Here's a quick synopsis that I found on the back of the copy I read: "'If you build it, he will come.' The mysterious words of a baseball announcer lead Ray Kinsella to carve a baseball field in his cornfield in honor of his hero, the baseball player Shoeless Joe Jackson."
- The building of the field piecemeal. It's probably unfair of me to count this as it only occurred to me to notice because it's different from the movie. But, whatever, I have so few good things to say about the book I may as well take what I can get. Ray starts by only building left field so that Shoeless Joe will have a place to play. It's Shoeless Joe informing him that more will come if Ray will only build their positions that inspires him to continue. I loved the building of the field. I liked all the descriptions of how he kept up the grass and the dirt and I liked the rickety back fence and the bleachers. I liked how building a new portion of the park was rewarded with another player.
- Random little gems are scattered throughout the book. If you could skip everything but the building of the field, the recounting of baseball statistics and some of the random quotes this could have been a really good book.
- Unexpected conversations can happen at work. I'm getting up from reading my book at break and someone who has never spoken to me before says, "That looks like a funny book." I am silent while I process why this person is talking to me and what would have given her the idea that it was funny (see pic above, not really a comedy cover if you ask me). My stalling leaves her space to continue, "Is it really about people without any shoes?" I am still having trouble processing this conversation because now I've moved on to why a book full of people without shoes would be funny! I finally figure it's best to just get out asap so I mumble something about Shoeless Joe Jackson being a famous baseball player and exit the room.
- The characterization. Oh my gosh!!! The characterization. It's some of the worst I've ever seen. I started to wonder why anyone had a name at all. I think their names should have been Convenient Person #1, #2, etc. Ray gets some semblance of characterization but he's not a very consistent character so the only thing I really could believe about him was that he loved Annie* and baseball.
- *Let's not go down the road of talking about Annie or Annie and Ray. A more insulting, insipid love affair has surely never been put to page before.

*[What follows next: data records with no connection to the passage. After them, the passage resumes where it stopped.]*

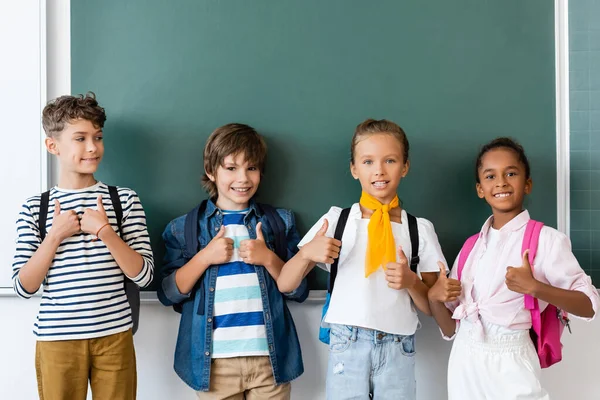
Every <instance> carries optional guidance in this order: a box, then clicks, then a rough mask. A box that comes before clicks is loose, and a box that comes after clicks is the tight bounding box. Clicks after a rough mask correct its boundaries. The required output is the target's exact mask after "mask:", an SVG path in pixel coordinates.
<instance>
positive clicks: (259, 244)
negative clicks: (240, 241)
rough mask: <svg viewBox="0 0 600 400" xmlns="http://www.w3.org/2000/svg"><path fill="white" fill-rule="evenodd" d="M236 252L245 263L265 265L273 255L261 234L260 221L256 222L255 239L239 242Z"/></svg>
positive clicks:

- The farm foreclosure angle. It made no sense. What was the point of them being poor? Was it for a better ending? To make it even more amazing that Ray had the faith to build the field? What was Annie's job? Why would she insist that she and her husband buy a farm when she had no plans to help with the farming or a supplemental income? If this whole foreclosure business hinges on her brother's company being full of assholes who have been buying up Johnson County then why didn't they buy the farm in the first place? If you double check the timeline (and I did!) the company could have bought the farm before Annie and Ray ever got involved.
- The twin angle. What was the point of Richard's character? Why was the author convinced twins wouldn't age differently? Why were the twins nothing alike in one description of them (personality-wise) but then Ray's complaining he never had anything Richard didn't?
Overall: The snippets of baseball in this story do not make the horror show that is this book worth it.
One last thing. I didn't include this in the "what doesn't" section because it works for quite a few people, just not me. This book has a real hankering for the past aspect to it. I mean, even moreso than you would generally assume from the plot. It's basically got the attitude that anything old = good and anything new = bad. This is neat and all for some folks but, when you really look at such a thing, it ends up being short-sighted and exclusionary and not something that has ever had much appeal for me.
So, toss this book on the Not To Be Read pile and head over to the film review.
Oh wait, my favorite quote:
"He's a go-getter, but he'll get over it soon. Everyone does."